Yes, but this is an aberration, that can be easily taken care of by buying TIPS. Short tem instruments are not investments, gold is, short term instruments are "parking places" for funds until a decision on how to best invest them (or use them) is selected.

I also beg to disagree with Hamilton that the last dozen rate cuts were ineffective. Are they blind? We come from an overheated economy to an extremely mild recession and we are already sputtering a mild recovery. That is because of these "ineffective" rate cuts and flooding the system with both fiscal and monetary liquidity. The feds have successfully engineered a soft landing. Hamilton may not like it, Austrian economist despise this, but the fact of the matter is that the biter medicine of the bubble "should have been unemployment in the 10% plus range with GDP contraction lasting for at least 18 months and being much deeper than what we experienced. I did look at my last decade's expenses, my communication bill is a full 30% of what it was a decade ago and that includes broadband access to the internet which I could not dream off then.

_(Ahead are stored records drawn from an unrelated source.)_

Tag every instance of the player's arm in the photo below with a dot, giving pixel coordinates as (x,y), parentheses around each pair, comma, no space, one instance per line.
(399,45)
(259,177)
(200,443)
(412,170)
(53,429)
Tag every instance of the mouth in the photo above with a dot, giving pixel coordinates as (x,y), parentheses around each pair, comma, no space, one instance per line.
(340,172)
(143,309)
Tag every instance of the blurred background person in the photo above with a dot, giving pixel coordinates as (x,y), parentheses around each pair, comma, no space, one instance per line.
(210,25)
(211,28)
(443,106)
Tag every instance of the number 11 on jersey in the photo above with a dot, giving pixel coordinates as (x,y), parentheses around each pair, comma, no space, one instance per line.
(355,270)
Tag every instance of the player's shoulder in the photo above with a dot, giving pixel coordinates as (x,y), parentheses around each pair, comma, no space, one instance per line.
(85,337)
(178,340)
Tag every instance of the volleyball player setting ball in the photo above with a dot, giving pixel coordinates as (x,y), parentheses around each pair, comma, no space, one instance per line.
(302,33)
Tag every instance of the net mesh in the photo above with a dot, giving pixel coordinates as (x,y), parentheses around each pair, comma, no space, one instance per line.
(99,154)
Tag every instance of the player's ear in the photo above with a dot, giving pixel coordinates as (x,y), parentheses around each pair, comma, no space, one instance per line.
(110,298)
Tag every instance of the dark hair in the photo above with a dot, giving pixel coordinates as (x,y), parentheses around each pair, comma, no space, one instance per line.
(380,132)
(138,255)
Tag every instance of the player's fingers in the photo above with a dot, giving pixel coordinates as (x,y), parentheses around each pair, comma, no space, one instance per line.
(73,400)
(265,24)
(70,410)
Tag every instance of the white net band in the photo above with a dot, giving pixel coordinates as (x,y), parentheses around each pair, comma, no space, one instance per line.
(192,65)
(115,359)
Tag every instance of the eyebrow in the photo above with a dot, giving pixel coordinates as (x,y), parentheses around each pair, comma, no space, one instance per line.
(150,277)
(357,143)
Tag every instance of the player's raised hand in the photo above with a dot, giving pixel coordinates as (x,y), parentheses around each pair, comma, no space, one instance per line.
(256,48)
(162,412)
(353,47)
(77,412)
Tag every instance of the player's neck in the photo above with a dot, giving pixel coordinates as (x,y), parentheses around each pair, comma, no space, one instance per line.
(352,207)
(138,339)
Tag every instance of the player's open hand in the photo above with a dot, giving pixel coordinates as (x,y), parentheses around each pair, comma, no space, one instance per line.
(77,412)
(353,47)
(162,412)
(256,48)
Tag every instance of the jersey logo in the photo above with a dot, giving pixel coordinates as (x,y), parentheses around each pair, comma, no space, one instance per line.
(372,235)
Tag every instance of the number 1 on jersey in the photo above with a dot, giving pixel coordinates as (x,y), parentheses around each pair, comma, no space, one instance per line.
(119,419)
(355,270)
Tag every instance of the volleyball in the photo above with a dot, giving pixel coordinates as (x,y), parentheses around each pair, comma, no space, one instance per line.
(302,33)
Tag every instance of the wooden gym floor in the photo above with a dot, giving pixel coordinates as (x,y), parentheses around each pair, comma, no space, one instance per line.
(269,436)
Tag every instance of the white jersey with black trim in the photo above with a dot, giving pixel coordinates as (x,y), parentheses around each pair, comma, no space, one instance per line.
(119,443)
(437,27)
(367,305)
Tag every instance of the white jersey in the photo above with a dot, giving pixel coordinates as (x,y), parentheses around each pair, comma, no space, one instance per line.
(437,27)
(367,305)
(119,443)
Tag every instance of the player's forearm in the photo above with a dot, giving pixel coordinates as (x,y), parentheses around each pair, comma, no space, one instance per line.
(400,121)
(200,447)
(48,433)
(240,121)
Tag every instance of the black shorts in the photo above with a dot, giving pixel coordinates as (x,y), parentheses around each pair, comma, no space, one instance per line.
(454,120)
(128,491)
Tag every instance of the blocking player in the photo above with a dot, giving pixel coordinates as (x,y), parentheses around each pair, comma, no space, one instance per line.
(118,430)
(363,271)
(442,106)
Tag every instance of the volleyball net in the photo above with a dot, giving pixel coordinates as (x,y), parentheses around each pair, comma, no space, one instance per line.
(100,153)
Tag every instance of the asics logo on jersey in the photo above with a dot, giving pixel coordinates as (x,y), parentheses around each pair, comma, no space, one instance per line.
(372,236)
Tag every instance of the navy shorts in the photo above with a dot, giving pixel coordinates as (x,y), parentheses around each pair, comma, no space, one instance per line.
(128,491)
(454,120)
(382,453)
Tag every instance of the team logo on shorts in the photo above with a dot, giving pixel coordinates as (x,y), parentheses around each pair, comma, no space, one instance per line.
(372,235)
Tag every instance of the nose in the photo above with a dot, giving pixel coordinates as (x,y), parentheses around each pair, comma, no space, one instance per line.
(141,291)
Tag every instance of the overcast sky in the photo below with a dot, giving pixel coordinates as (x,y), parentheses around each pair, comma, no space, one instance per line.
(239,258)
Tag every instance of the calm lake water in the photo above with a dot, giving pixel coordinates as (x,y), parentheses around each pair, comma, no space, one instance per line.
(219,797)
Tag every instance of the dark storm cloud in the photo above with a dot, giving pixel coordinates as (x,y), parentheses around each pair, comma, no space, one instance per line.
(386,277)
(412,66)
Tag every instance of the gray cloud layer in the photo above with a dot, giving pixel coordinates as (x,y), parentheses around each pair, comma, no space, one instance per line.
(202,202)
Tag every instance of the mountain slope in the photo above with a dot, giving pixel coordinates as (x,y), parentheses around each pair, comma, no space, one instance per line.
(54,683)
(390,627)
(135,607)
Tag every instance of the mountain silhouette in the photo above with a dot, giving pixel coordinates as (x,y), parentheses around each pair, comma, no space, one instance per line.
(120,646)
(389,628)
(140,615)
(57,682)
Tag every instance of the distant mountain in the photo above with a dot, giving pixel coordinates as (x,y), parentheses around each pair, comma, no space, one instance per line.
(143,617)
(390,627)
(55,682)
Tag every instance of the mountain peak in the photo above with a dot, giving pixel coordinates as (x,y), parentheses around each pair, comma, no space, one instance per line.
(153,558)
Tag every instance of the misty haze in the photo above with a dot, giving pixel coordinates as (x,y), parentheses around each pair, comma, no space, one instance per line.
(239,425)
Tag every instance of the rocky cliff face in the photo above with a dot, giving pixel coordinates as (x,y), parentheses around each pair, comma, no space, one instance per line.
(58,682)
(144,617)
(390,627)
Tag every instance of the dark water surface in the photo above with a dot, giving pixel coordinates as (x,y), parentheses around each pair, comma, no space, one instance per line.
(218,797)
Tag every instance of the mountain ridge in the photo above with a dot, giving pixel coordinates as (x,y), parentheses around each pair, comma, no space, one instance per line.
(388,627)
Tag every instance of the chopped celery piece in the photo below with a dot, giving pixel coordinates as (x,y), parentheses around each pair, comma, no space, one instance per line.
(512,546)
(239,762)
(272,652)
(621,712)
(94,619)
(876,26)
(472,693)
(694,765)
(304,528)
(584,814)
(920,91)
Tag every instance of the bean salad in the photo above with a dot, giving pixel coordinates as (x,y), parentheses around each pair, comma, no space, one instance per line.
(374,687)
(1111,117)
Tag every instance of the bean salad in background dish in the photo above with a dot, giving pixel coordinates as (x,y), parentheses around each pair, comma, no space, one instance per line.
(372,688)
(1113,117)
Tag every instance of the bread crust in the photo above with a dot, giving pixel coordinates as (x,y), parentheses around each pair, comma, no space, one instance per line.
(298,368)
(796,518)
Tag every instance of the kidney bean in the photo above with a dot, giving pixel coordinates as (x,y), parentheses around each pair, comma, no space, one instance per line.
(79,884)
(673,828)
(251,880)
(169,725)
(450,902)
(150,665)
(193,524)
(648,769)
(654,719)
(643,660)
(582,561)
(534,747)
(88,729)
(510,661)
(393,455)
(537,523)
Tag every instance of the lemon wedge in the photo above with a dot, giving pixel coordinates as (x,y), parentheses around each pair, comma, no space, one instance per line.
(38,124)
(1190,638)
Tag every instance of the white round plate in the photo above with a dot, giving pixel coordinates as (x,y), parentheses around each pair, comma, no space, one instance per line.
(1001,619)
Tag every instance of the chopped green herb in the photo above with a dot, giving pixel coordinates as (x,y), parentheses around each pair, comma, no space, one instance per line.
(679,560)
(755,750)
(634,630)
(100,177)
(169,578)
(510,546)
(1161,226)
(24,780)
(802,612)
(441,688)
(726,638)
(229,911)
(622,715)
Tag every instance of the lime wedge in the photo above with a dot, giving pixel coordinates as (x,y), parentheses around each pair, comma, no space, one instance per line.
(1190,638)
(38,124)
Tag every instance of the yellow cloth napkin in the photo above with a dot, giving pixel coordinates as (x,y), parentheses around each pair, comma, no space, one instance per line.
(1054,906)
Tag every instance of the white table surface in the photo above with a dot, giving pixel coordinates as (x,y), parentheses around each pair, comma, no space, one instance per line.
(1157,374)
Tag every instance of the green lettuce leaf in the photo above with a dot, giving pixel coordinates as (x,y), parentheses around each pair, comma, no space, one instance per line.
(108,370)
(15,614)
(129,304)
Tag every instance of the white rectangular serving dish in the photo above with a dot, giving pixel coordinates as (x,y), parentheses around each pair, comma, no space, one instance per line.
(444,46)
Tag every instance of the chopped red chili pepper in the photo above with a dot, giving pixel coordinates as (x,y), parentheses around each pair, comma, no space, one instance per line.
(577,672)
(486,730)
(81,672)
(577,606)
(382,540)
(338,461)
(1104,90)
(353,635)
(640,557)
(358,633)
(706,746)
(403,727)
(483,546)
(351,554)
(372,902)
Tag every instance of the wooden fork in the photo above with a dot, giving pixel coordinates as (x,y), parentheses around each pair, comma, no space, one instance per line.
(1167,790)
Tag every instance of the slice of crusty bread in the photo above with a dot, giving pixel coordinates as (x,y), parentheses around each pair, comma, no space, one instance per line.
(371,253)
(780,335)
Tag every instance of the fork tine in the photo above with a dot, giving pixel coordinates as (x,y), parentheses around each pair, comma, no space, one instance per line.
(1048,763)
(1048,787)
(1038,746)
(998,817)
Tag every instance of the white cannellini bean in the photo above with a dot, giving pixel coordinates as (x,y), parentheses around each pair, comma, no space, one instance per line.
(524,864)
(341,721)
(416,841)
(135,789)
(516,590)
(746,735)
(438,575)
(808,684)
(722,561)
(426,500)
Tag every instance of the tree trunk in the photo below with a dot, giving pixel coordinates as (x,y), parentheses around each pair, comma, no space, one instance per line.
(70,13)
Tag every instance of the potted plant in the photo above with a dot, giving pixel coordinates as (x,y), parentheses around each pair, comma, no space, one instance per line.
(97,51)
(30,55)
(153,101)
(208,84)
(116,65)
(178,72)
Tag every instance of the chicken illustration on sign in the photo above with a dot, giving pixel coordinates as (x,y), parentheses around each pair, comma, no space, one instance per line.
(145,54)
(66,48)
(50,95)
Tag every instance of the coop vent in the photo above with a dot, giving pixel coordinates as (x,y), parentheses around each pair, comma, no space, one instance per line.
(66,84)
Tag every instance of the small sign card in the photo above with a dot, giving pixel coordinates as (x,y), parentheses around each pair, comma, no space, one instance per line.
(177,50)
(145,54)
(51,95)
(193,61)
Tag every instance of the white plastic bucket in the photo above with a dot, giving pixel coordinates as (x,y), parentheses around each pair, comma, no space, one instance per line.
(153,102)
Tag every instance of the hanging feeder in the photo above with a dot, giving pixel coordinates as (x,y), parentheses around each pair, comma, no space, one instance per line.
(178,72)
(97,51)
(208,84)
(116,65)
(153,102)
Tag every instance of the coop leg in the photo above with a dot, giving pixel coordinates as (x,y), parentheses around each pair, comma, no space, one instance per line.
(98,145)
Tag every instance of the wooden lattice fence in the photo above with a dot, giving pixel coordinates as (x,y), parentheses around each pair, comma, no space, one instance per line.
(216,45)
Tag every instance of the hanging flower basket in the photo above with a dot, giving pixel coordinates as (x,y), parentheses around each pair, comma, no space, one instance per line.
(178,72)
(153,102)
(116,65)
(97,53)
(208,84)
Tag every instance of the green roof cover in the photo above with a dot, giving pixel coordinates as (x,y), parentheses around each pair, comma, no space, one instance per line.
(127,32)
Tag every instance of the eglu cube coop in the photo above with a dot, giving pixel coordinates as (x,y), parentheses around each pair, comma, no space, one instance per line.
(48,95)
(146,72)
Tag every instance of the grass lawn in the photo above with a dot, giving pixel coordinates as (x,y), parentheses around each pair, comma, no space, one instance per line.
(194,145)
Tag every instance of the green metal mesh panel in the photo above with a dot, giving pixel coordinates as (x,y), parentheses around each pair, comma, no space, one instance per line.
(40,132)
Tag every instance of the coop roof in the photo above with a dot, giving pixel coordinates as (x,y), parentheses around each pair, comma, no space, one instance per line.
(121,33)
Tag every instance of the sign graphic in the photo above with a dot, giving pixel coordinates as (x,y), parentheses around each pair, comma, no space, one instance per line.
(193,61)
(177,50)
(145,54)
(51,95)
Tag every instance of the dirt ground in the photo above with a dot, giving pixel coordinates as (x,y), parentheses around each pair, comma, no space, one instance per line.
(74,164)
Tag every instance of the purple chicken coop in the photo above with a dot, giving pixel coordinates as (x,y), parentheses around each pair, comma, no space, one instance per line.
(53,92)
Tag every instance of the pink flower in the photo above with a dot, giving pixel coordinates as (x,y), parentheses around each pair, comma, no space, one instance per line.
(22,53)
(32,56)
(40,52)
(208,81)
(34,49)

My "technology bill" is also 1/3 (I used to buy a new computer and a printer about every three years, in 1993, my cost was $700 for a printer and $2500 for a computer, last year I spent less than $1000 for both and the performance (I could not print in color then, now I have no choice <g>) I get out of this is 10 to 50 times greater. My food bill is possibly 10% higher not more (wheat is still selling at the same $3 or so it sold in 1980...). Yes, real estate and services have gone up more than the CPI on the average but claiming that we have a huge inflation is simply not true.

Last, the correlation is not really between "real interest rates" and gold, it is between inflation and gold. IMTO, gold as no "returns" on its own it is sterile, TIPS do have real returns, real estate does and even stocks in "good companies" do provide "real returns".